Fractures of Castroism

Citizens are becoming more aware of their rights and are demanding from the dictatorship the spaces that belong to them.

Several people close a street in Old Havana to protest after several days without drinking water in their homes, on 11 November 2023 / Felipe Borrego/EFE

14ymedio bigger14ymedio, Pedro Corzo, Miami, 8 June 2025 — Everything seems to indicate that the ironclad social control established in Cuba by brothers Fidel and Raúl Castro, inherited by the inept Miguel Diaz-Canel, is cracking, although it is fair to say that this is not exclusively a consequence of the opposition’s courage, but rather the chronic inefficiency of the system, which has accumulated endless failures and errors over 66 years.

In a telephone conversation from Santa Clara, Guillermo Fariñas, 2010 Sakharov Prize winner and leader of the United Anti-Totalitarian Forum (Fantu), described how, despite the repression, which has resulted in the constant growth of the prison population for political reasons, citizens are developing a more precise awareness of their rights and demanding from the dictatorship the spaces that are theirs.

According to Fariñas, based on these demands, his organization has established a number of issues that activists promote in the queues that people are inevitably forced to stand in to resolve any situation, particularly those related to food and medicine.

One of the themes is the Castro regime’s unfulfilled promise to restore the 1940 Constitution, which guaranteed an open society with full respect for the rights of citizens.
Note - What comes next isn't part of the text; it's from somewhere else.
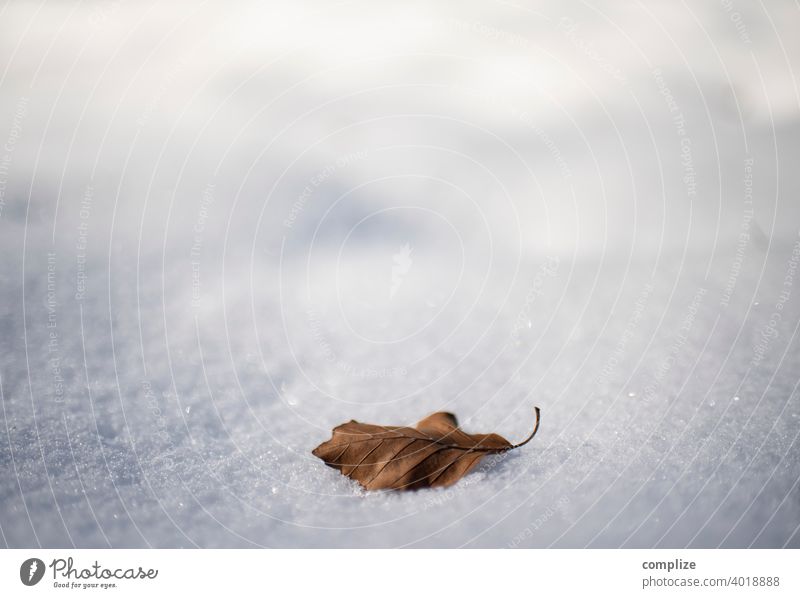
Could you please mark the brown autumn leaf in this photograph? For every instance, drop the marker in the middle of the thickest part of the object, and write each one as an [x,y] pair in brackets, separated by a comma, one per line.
[434,453]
He told us that this is a case that is virtually unknown to younger generations, who have been submerged in complete ignorance of the past.

The immense majority of those who fought ’Castro-Communism’ in the initial years of the revolution and even afterwards, came from the revolutionary ranks.
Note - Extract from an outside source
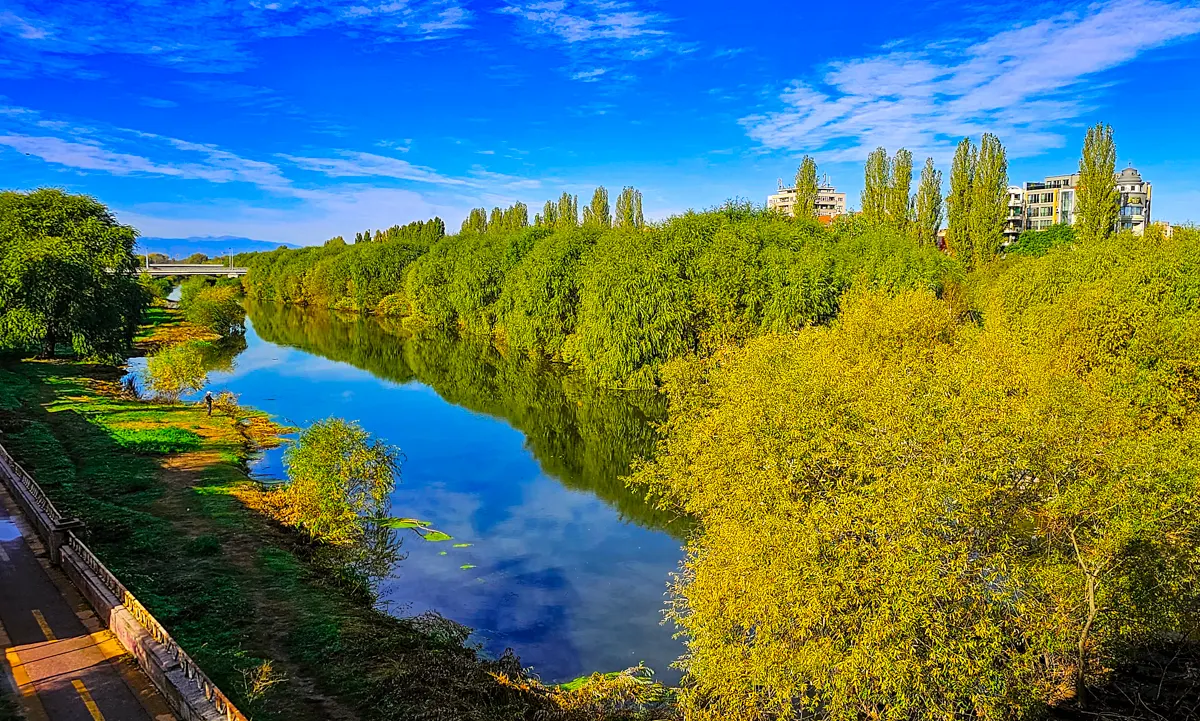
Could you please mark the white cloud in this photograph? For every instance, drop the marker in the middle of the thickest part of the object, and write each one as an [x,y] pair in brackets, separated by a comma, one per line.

Another issue that is brought up in the queues and discussed as if it were casual conversations is the farce that Fidel Castro embodied during the first months of the insurrection, denying that he intended to establish a communist regime, pointing out to people that the dictatorship was established with lies and false promises, an atmosphere that has been perpetuated over time.
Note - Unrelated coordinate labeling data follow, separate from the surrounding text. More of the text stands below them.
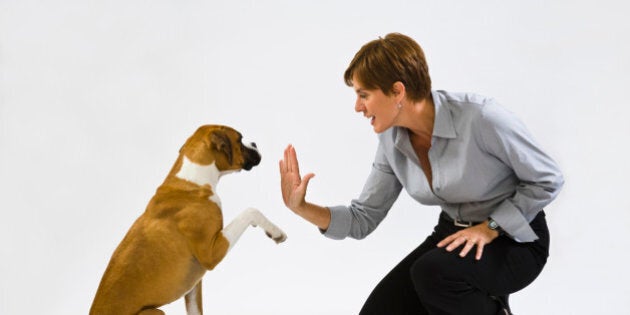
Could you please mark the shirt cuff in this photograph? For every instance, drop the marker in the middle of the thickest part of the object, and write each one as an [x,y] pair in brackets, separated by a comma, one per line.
[340,221]
[512,221]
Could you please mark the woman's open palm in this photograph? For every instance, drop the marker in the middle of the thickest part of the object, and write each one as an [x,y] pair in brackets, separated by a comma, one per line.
[292,185]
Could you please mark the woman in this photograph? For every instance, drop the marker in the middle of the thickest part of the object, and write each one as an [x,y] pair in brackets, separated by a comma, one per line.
[459,151]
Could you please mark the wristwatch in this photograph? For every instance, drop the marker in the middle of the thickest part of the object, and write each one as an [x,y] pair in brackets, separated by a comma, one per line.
[493,225]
The opposition leader, who is categorically prohibited from traveling to the nation’s capital, says that another issue that the militants in the queues is inciting violence, arguing that the Castro-led insurrection resorted to terrorism throughout its administration and that, consequently, they are morally invalidated from questioning anyone who resorts to intimidation to attack the government, since terrorism does not become good just because it promotes socialism.

Another interesting aspect that individuals in the ranks speak of as if by chance, is that the vast majority of those who fought Castro-communism in the initial years of the revolution and even afterward, came from the revolutionary ranks because they had been defrauded by the farce orchestrated by the Castros to perpetuate themselves in government.

The so-called internationalist missions in Africa are widely discussed, explaining to people that they were not genuine acts of solidarity, but rather Castro’s way of compensating for the economic and military aid coming from the Soviet Union, using Cubans as “cannon fodder,” sending them to fight on that continent where thousands of soldiers died and others were abandoned to the most extreme poverty.

The insurrection led by the Castros resorted to terrorism throughout its administration.

Two of the Castro regime’s biggest falsehoods are the free provision of medicine and education. Fantu activists point out that, since 1962, all workers have been directly deprived of 11.1% of their net wages, based on Decree-Law 147/1962. This deprivation also covers Social Security, a condition that does not make it a gift of totalitarianism.

The privileges in food and goods received by members of the Armed Forces and the Ministry of the Interior are addressed in the queues, in addition to the reasons that prevent the existence of other political parties. They add that the current energy crisis could have been avoided if, during the period of Chavismo’s rise in Venezuela (2001-2016), the enormous financial loans granted by Hugo Chávez for the remodeling of Cuban thermoelectric plants had been used.

Guillermo Fariñas says that several Fantu activists are in prison for bringing up these issues in the queues, including Oscar Sánchez Madan, political coordinator of the Fantu National Council and resident in the municipality of Matanzas, Pedro Luis Fernández Peralta, Fantu coordinator in the municipality of Diez de Octubre (Havana province), and Amaury Díaz García, municipal coordinator of Fantu in the city of Sancti Spíritus.